Run the script and observe the performance as before. Is that better or worse than earlier?
Solution
You can download a working version
of the batch
submission script. Its diff from the original is file
--- /home/runner/work/gromacs-gpu-performance/gromacs-gpu-performance/content/exercises/using-pme/all-on-gpu.sh
+++ /home/runner/work/gromacs-gpu-performance/gromacs-gpu-performance/content/answers/using-pme/all-on-gpu.sh
@@ -16,10 +16,10 @@
options="-nsteps 20000 -resetstep 19000 -ntomp $SLURM_CPUS_PER_TASK -pin on -pinstride 1"
# Run mdrun assigning the non-bonded, PME, and update work to the GPU
-srun gmx mdrun $options -g manual-nb-pme-update.log **FIXME**
+srun gmx mdrun $options -g manual-nb-pme-update.log -nb gpu -pme gpu -update gpu
# Run mdrun assigning the non-bonded, PME, bonded, and update
# work to the GPU
-srun gmx mdrun $options -g manual-nb-pme-bonded-update.log **FIXME**
+srun gmx mdrun $options -g manual-nb-pme-bonded-update.log -nb gpu -pme gpu -bonded gpu -update gpu
# Let us know we're done
echo Done
Sample output it produced is available:
The tails of those log files are
==> manual-nb-pme-bonded-update.log <==
-----------------------------------------------------------------------------
Total 13.602 651.337 100.0
-----------------------------------------------------------------------------
Core t (s) Wall t (s) (%)
Time: 271.997 13.602 1999.7
(ns/day) (hour/ns)
Performance: 127.056 0.189
Finished mdrun on rank 0 Thu Sep 9 10:45:31 2021
==> manual-nb-pme-update.log <==
-----------------------------------------------------------------------------
Total 12.897 617.605 100.0
-----------------------------------------------------------------------------
Core t (s) Wall t (s) (%)
Time: 257.917 12.897 1999.8
(ns/day) (hour/ns)
Performance: 133.995 0.179
Finished mdrun on rank 0 Thu Sep 9 10:44:53 2021
Depending on the underlying variability of the performance of this trajectory on this hardware, we might be able to observe whether running also the update on the GPU is advantageous, or not.
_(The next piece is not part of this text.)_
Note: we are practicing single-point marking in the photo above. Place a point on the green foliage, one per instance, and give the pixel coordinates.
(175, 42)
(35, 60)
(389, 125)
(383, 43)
You should observe that it is a clear improvement on any hardware. Run the scripts a few time to get a crude impression of that variability!
Keypoints
The PME workload can be run on a GPU in a few different ways
The relative strength of CPU and GPU and the simulation system determines the most efficient way to assign the tasks. The default is not always best.
When supported, moving the whole MD workload to the GPU provides good improvements.